Als es zum ersten Mal steilen Anstieg hinauf zum Aussichtspunkt Vista Chinesa geht, ist die 150 Kilometer lange Flucht für Simon Geschke beendet. "Ich wäre gerne noch länger vorne geblieben, aber das Tempo im Feld war einfach zu hoch", so Geschke im Gespräch mit der DW. Im zweiten Anstieg hinauf in den grünen Nationalpark Barra da Tijuca attackiert dann sein Teamkollege Emmanuel Buchmann. Der 23 Jahre alte Deutsche Meister von 2015 wird aber schnell wieder eingeholt. Dahinter wird taktiert und abgewartet. Denn es ist klar: Wer auf den Rampen zu früh seine letzten Kartuschen aufbraucht, ist im Finale schnell abgehängt. Eine Konterattacke einiger Favoriten-Helfer wie Gerraint Thomas (Großbritannien) oder Damiano Caruso (Italien) und Außenseitern wie Greg van Avermaet oder Rafal Majka scheint zunächst eher taktische Bedeutung zu haben. Doch letztgenannte setzen sich von dem immer kleiner werdenden Feld der Favoriten ab - eine rennentscheidende Aktion.

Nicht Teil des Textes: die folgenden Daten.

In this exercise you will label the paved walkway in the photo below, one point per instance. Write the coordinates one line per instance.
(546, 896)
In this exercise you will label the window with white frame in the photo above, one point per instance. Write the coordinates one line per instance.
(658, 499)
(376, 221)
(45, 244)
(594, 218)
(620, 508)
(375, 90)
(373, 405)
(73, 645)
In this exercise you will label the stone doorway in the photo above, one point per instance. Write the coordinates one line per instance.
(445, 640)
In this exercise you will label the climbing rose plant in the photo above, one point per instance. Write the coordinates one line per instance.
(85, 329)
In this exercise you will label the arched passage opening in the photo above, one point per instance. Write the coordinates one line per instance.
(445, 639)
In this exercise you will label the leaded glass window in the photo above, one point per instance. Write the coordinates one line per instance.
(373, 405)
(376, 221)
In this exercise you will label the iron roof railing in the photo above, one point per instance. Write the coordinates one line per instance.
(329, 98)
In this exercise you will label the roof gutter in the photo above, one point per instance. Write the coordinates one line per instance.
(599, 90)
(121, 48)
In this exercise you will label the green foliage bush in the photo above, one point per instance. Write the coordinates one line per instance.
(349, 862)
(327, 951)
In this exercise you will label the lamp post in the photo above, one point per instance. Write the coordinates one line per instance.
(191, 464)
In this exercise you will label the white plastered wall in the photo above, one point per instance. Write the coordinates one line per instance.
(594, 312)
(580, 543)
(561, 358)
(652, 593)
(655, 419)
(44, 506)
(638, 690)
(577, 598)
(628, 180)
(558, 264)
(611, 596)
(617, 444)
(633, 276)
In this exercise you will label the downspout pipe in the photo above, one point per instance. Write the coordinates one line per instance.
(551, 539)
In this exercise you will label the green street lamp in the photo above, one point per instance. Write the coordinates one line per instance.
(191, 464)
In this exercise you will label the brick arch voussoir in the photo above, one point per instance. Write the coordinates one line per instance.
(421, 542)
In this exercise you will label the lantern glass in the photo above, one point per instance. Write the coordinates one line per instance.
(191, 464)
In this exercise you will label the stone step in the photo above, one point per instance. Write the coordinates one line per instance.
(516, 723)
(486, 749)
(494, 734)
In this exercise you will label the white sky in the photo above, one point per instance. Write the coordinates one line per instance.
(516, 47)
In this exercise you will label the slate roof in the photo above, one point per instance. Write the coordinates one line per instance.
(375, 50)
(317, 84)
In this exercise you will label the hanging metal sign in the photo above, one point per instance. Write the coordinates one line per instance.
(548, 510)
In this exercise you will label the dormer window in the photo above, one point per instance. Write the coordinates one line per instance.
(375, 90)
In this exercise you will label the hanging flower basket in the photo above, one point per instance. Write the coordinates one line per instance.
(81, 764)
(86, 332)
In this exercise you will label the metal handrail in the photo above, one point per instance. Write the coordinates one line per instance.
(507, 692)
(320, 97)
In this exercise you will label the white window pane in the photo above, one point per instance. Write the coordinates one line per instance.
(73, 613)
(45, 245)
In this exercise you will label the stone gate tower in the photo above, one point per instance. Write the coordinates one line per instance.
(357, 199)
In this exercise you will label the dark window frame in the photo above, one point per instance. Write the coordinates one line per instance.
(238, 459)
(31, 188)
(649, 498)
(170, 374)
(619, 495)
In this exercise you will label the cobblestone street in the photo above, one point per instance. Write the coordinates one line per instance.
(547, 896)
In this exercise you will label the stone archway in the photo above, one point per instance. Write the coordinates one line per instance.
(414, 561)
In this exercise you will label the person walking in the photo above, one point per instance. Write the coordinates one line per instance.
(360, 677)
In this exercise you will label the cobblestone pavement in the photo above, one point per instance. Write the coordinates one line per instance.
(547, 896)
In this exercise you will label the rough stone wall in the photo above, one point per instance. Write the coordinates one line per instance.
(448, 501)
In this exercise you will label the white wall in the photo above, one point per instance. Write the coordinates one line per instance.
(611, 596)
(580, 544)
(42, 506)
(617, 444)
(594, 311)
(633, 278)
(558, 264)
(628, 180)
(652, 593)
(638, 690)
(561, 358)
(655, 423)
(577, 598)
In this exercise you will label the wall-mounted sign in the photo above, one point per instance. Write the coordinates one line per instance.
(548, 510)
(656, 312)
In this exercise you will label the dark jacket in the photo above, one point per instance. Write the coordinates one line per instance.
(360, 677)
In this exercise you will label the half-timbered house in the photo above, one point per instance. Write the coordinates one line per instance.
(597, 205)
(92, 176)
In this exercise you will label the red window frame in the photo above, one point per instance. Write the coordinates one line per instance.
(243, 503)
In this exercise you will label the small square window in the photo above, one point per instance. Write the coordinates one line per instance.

Auf der vorletzten Abfahrt schließen dann die beiden italienischen Ausnahmekönner Vinzenco Nibali und Fabio Aru zur Spitzengruppe auf. Während sich weiter hinten Alejandro Valverde und Chris Froome, der im Finale seiner Favoritenrolle nicht gerecht werden kann, belauern, sprengt vorne Nibali die Spitzengruppe mit mehreren Tempovorstößen. Gemeinsam mit Majka und dem Kolumbianer Sergio Henao stürzt er sich in die finale Abfahrt Richtung Innenstadt. Auf solchen Passagen ist der "Hai von Messina", wie Nibali von den Tifosi genannt wird, voll in seinem Element und nicht wenige Journalisten im Zielbereich setzen bereits fest auf den Giro-Sieger. Doch dann fällt auch dieser Sieganwärter - im Wortsinn. In einer Rechtskurve stürzt er schwer, reißt Henao mit und beide bleiben verletzt liegen. Majka kommt unbeschadet durch und sieht schon wie der sichere Sieger aus, ehe ihm kurz vor der Copacabana die Energie ausgeht. Van Avermaet hingegen ist heute an der Copacabana "The last man standing".